Y. Cochet : On s’attendait en tout cas que pour les élections régionales qui sont quand même bien tenues par la droite, depuis 1992, eh bien, ce soit plus difficile pour la gauche plurielle de gagner. Ça n’est pas encore fait, il faut mener campagne, mais j’espère qu’on va gagner, notamment en Île-de-France, parce qu’alors, vraiment, la corruption de l’ancien président, enfin du président toujours, monsieur Giraud, de l’Île-de-France, a été flagrante, notamment dans le domaine des marchés publics, des lycées, etc. Lui ne se représente même pas d’ailleurs. Je crois qu’on peut gagner, on va gagner, on mène une bonne campagne, maintenant, à la fois avec Strauss-Kahn, et puis avec Huchon.
P. Boyer : Dans le Nord Pas-de-Calais, selon le sondage CSA pour France Info, la liste de Mme Blandin est créditée de 9 % d’intentions de vote. Ce n’est pas extraordinaire pour une présidente sortante !
Y. Cochet : Il faut dire que ce sondage a été fait non pas sur le nom de Mme Blandin, mais il y a une liste des verts, et puis une liste PS-PC, alors.
P. Boyer : On sait très bien que Les Verts seraient emmenés par la présidente ?
Y. Cochet : Oui, mais lorsque vous posez une question par téléphone à un échantillon, si vous ne dites pas : « M.-C. Blandin ou M. Delebarre », les gens n’ont pas la même réponse que si vous dites simplement : Les Verts, et puis le PS-PC.
P. Boyer : Toujours est-il que son score est honnête mais pas extraordinaire ?
Y. Cochet : Non, j’espère qu’il dépassera franchement les 10 % et qu’elle redeviendra – parce qu’elle a bien mérité –, nouvelle présidente de la région Nord Pas-de-Calais.
P. Boyer : Mais comment elle le redeviendrait, puisqu’il faut voir votre position pour cette présidence en fonction des résultats nationaux ? Si la gauche remporte au moins une demi-douzaine de régions au soir du 15 mars, qu’est-ce que vous faites ?
Y. Cochet : Alors, Les Verts pourront présider une région, et celle que nous avons choisie depuis en fait six ans, c’est la région Nord Pas-de-Calais. Il faut continuer.
P. Boyer : Et là, vous fixez la barre où ? À une demi-douzaine de régions gagnées par la gauche ?
Y. Cochet : Oui, je pense qu’au vu de ce qu’on peut voir de la campagne, puis de quelques sondages – encore une fois les sondages n’ont pas été faits sur des listes réelles avec des têtes de liste réelles, moi j’attends ceux de la semaine prochaine – bref, j’espère qu’on en gagnera entre six et dix, et dans ce cas-là, il y en aura une pour Les Verts : le Nord Pas-de-Calais.

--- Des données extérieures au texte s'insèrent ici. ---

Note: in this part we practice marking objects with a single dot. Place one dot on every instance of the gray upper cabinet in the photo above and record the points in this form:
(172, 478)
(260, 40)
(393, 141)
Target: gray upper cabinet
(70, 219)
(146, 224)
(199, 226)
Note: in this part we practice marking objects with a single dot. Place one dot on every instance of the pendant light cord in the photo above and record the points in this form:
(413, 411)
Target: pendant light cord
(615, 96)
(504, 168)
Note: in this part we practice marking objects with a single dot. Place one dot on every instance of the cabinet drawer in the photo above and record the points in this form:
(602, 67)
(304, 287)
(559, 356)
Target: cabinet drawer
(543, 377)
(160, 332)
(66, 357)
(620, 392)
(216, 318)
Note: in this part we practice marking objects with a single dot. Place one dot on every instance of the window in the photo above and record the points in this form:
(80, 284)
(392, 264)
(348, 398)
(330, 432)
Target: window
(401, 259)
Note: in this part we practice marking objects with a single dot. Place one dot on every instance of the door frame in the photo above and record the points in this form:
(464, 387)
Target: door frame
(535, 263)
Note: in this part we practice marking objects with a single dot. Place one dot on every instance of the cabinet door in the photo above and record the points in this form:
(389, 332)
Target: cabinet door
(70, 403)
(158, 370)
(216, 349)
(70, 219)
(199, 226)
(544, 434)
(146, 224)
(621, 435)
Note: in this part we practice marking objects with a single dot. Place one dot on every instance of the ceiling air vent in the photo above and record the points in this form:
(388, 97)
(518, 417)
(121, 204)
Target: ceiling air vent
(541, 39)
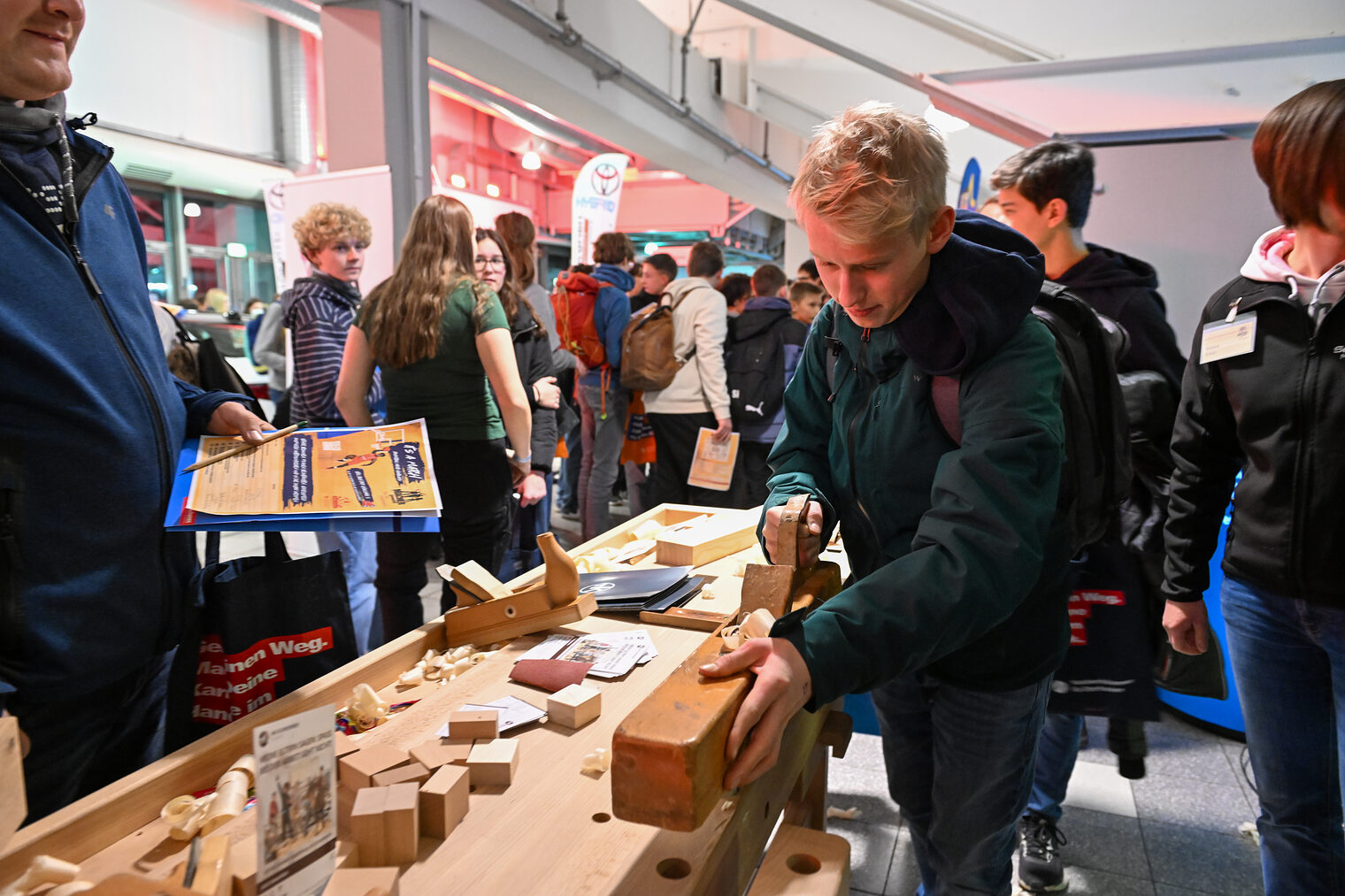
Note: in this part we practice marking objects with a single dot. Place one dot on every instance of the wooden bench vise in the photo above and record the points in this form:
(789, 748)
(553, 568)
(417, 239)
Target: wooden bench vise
(669, 754)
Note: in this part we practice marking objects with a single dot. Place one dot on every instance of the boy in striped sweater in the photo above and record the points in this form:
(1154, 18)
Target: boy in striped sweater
(319, 311)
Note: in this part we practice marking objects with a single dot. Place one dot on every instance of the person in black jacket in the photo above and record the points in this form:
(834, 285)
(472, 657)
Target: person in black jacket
(1045, 193)
(533, 351)
(1264, 395)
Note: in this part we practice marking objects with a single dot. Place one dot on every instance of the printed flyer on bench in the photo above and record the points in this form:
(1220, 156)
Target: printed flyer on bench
(311, 475)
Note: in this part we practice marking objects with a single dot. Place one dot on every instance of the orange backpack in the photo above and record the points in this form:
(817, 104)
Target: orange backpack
(573, 300)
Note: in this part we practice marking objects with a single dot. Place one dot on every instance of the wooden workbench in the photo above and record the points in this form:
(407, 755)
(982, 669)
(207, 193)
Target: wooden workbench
(551, 831)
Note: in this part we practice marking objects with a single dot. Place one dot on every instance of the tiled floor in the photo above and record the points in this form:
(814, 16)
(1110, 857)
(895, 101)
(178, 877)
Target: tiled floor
(1171, 833)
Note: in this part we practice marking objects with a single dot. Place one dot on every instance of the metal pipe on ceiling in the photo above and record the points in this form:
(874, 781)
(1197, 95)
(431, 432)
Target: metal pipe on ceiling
(605, 67)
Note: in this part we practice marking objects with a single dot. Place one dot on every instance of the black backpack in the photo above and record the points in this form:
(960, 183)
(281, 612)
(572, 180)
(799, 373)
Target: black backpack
(1096, 475)
(753, 362)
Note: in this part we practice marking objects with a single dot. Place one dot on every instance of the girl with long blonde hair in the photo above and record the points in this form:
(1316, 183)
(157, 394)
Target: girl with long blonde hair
(442, 342)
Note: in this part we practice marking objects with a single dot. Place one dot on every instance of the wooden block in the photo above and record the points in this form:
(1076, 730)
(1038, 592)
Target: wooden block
(437, 753)
(683, 617)
(574, 705)
(401, 823)
(413, 772)
(493, 763)
(726, 533)
(803, 862)
(347, 854)
(362, 882)
(366, 825)
(667, 755)
(473, 724)
(344, 744)
(358, 769)
(15, 805)
(442, 800)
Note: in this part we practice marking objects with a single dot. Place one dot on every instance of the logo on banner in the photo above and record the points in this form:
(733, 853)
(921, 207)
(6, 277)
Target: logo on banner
(607, 180)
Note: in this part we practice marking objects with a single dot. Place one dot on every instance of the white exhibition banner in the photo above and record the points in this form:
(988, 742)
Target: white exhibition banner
(597, 193)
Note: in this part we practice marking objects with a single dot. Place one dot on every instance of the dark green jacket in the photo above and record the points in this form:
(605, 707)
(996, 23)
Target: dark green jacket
(959, 567)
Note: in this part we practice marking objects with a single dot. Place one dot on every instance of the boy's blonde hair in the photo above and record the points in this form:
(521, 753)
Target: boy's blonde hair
(873, 171)
(327, 222)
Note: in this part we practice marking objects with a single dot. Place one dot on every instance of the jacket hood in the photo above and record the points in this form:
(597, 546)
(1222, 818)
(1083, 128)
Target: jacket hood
(1103, 268)
(1269, 264)
(759, 315)
(980, 286)
(613, 276)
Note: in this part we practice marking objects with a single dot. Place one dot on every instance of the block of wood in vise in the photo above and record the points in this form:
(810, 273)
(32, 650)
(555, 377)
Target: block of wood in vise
(667, 755)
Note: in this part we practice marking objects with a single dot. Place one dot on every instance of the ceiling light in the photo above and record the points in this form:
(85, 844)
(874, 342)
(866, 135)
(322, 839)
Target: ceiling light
(942, 121)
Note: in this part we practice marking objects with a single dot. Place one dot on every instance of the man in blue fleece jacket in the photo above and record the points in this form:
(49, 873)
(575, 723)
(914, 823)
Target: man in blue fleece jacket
(90, 423)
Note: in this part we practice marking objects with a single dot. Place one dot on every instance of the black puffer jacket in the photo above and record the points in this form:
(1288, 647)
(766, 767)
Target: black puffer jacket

P. Boyer : Vous êtes pour la gauche plurielle, mais à condition de ne pas être en quelque sorte les supplétifs oubliés après le 15 mars ?
Y. Cochet : On ne l’a jamais été. On a passé de très bons accords l’an dernier avec le PS. Là, maintenant, c’est avec l’ensemble de la nouvelle majorité. Donc, on ne sera pas les supplétifs. On a toujours une autonomie de pensée.
P. Boyer : Et vous aurez dans la campagne une autonomie aussi, ou vous allez complètement jouer le jeu de la majorité ?
Y. Cochet : On a exactement 58 listes avec la majorité, et on en a 37 autonomes. Vous voyez qu’on sait faire la part de notre autonomie, notamment dans des régions où il y a beaucoup de nucléaire, comme par exemple dans le Cotentin.